Test Ceph performance


rados can test ceph cluster performance

  1. Create test pool and drop all cache data
ceph osd pool create testbench 100 100
sudo echo 3 | sudo tee /proc/sys/vm/drop_caches && sudo sync
  1. Execute a write test for 10 seconds to the newly created storage pool:
rados bench -p testbench 10 write --no-cleanup
  1. Execute a sequential read test for 10 seconds to the storage pool:
rados bench -p testbench 10 seq
  1. Execute a random read test for 10 seconds to the storage pool:
rados bench -p testbench 10 rand

Creating a Ceph Block Device

To test actual performance on a block device, use rbd bench-write.

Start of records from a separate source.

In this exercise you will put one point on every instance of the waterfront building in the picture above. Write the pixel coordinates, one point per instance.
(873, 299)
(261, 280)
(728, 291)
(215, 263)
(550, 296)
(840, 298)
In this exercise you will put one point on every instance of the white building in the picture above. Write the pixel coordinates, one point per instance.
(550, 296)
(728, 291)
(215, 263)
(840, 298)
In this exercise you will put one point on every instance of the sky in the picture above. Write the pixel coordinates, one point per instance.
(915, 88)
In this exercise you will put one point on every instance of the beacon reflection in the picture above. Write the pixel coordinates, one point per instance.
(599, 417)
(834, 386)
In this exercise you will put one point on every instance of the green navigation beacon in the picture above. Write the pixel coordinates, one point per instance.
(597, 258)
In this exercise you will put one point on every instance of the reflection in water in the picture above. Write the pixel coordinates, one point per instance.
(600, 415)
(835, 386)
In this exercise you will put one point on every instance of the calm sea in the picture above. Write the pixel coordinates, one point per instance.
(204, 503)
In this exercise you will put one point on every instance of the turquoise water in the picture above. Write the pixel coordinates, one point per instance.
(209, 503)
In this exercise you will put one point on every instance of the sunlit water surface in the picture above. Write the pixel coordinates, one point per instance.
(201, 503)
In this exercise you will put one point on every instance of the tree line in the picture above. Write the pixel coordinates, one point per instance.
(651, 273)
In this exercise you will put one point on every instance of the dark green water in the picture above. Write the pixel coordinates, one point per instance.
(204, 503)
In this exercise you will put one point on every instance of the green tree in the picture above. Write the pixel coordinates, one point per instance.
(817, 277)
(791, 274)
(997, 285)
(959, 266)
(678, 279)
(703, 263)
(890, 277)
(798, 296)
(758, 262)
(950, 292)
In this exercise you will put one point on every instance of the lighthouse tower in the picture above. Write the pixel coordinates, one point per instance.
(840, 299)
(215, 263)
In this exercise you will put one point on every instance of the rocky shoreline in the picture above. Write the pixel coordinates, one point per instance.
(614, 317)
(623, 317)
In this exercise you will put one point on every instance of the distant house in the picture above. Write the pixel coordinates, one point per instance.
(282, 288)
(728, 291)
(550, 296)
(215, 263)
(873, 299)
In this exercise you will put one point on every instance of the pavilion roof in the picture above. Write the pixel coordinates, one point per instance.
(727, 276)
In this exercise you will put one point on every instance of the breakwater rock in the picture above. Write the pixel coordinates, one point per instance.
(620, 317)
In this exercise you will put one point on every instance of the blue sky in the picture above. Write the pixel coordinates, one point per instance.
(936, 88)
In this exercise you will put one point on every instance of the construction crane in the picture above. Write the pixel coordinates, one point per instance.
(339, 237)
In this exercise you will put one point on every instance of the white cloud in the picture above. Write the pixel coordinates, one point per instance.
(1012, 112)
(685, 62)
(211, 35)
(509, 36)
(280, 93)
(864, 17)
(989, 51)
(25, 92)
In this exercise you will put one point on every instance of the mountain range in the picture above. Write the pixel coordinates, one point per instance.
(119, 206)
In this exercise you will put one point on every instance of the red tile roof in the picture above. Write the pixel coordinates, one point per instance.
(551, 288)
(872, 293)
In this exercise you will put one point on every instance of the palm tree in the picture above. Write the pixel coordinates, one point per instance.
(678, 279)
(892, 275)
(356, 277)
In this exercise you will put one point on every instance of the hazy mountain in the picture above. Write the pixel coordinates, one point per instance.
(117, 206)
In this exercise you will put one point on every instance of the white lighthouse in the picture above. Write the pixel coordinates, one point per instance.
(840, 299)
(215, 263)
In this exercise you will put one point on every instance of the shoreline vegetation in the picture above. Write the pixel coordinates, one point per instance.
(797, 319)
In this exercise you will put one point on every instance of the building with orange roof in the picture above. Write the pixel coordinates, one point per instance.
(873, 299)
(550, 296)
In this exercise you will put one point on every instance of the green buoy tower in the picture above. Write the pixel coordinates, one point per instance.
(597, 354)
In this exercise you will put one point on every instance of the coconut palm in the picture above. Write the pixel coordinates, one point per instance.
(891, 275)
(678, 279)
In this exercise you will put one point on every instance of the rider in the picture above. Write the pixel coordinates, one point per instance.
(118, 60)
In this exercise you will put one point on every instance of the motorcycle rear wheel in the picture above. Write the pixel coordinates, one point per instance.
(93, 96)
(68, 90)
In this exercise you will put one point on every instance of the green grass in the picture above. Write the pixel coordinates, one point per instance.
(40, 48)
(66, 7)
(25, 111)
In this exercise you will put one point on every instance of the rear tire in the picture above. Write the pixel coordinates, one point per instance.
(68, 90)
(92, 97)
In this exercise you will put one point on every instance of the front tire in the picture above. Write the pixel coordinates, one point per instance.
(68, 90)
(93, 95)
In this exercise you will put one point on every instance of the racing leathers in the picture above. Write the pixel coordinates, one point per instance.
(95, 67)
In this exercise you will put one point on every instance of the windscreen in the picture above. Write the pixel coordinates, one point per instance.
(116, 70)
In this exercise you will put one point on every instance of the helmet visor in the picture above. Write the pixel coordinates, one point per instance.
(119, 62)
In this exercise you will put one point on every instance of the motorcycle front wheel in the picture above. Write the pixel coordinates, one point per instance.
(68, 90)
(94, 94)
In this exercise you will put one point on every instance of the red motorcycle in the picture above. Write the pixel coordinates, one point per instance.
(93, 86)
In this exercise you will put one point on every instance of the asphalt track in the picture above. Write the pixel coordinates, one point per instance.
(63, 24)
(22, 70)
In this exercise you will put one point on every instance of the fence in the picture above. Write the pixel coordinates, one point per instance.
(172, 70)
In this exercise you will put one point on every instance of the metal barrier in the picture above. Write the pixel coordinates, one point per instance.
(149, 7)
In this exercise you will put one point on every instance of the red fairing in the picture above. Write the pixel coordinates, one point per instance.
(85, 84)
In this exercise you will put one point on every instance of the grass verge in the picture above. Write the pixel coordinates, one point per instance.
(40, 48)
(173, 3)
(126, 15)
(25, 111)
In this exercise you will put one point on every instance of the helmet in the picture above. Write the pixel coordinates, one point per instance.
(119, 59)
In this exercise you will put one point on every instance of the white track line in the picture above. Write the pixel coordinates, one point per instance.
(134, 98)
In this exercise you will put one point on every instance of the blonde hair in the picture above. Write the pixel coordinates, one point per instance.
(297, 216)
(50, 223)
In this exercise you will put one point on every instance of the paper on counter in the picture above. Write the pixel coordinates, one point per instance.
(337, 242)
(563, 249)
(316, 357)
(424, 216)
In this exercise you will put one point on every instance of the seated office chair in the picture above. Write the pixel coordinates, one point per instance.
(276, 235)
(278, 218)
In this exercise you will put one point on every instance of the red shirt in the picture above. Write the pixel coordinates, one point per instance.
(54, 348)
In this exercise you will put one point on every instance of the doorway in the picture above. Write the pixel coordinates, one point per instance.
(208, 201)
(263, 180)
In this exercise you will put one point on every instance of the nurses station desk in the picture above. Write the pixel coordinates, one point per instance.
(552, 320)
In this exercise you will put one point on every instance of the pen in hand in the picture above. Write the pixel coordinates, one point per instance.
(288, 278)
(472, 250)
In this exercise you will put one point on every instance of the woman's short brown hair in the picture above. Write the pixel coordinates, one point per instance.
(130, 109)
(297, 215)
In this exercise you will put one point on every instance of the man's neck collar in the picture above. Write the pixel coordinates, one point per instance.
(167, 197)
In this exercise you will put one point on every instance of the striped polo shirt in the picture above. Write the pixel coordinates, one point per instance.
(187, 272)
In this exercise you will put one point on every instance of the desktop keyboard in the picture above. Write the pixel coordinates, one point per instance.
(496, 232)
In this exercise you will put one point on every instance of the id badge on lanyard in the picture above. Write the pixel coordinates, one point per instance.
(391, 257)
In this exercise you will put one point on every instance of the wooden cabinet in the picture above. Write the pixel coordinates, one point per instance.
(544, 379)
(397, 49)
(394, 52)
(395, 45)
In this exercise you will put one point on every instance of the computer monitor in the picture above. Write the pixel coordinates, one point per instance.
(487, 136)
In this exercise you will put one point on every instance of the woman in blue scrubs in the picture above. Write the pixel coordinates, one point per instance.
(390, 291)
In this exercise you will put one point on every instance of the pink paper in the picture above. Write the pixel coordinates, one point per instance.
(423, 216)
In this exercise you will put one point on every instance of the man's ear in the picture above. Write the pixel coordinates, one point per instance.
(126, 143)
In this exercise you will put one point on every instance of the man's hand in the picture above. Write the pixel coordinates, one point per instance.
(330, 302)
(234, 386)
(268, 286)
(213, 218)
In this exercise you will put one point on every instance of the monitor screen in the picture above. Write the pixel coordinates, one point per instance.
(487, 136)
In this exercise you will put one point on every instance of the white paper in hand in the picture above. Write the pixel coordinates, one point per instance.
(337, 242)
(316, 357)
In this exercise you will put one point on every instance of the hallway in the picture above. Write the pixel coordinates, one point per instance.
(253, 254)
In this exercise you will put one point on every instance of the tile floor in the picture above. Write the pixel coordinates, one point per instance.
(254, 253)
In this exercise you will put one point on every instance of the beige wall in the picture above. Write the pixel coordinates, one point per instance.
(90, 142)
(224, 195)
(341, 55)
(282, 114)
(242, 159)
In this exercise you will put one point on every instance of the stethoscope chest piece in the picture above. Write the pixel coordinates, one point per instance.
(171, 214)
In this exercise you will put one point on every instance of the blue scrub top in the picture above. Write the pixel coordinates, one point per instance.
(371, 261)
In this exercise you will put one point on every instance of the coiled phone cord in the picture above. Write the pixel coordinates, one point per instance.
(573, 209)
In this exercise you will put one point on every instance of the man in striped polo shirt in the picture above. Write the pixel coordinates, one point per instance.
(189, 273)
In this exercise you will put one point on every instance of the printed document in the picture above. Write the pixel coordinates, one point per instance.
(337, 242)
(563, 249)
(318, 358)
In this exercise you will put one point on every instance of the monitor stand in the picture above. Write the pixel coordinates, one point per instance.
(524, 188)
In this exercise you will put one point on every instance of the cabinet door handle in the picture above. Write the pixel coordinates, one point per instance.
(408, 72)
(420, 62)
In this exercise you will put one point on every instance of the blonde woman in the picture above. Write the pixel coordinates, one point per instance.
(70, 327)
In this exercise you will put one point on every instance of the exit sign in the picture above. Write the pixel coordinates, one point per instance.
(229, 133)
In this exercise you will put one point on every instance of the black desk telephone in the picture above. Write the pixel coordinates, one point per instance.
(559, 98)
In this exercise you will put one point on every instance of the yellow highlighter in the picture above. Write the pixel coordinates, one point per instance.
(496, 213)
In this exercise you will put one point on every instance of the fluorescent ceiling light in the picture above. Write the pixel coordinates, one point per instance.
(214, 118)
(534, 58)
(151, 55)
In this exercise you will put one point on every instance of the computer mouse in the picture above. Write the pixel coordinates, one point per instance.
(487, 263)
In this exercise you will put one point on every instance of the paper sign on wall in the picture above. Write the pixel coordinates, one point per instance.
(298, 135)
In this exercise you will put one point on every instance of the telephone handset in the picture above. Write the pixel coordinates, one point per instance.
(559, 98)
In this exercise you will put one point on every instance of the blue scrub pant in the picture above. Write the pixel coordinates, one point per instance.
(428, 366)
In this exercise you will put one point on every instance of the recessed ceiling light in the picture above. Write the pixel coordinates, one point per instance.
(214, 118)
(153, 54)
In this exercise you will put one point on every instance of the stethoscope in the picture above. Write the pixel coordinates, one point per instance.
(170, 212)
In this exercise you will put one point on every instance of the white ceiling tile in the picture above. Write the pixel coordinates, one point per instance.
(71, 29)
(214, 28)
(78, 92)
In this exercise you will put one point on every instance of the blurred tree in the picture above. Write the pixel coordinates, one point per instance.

  1. Load the rbd kernel module, if not already loaded:
sudo modprobe rbd
  1. Create a 1 GB rbd image file in the testbench pool:
sudo rbd create image01 --size 1024 --pool testbench
  1. Map the image file to a device file:
sudo rbd map image01 --pool testbench --name client.admin
  1. Create an ext4 file system on the block device:
sudo mkfs.ext4 -m0 /dev/rbd0
  1. Create a new directory:
sudo mkdir /tmp/rook-volume
  1. Mount the block device under /mnt/ceph-block-device/:
sudo mount /dev/rbd0 /tmp/rook-volume
  1. Execute the write performance test against the block device:
rbd bench-write image01 --pool=testbench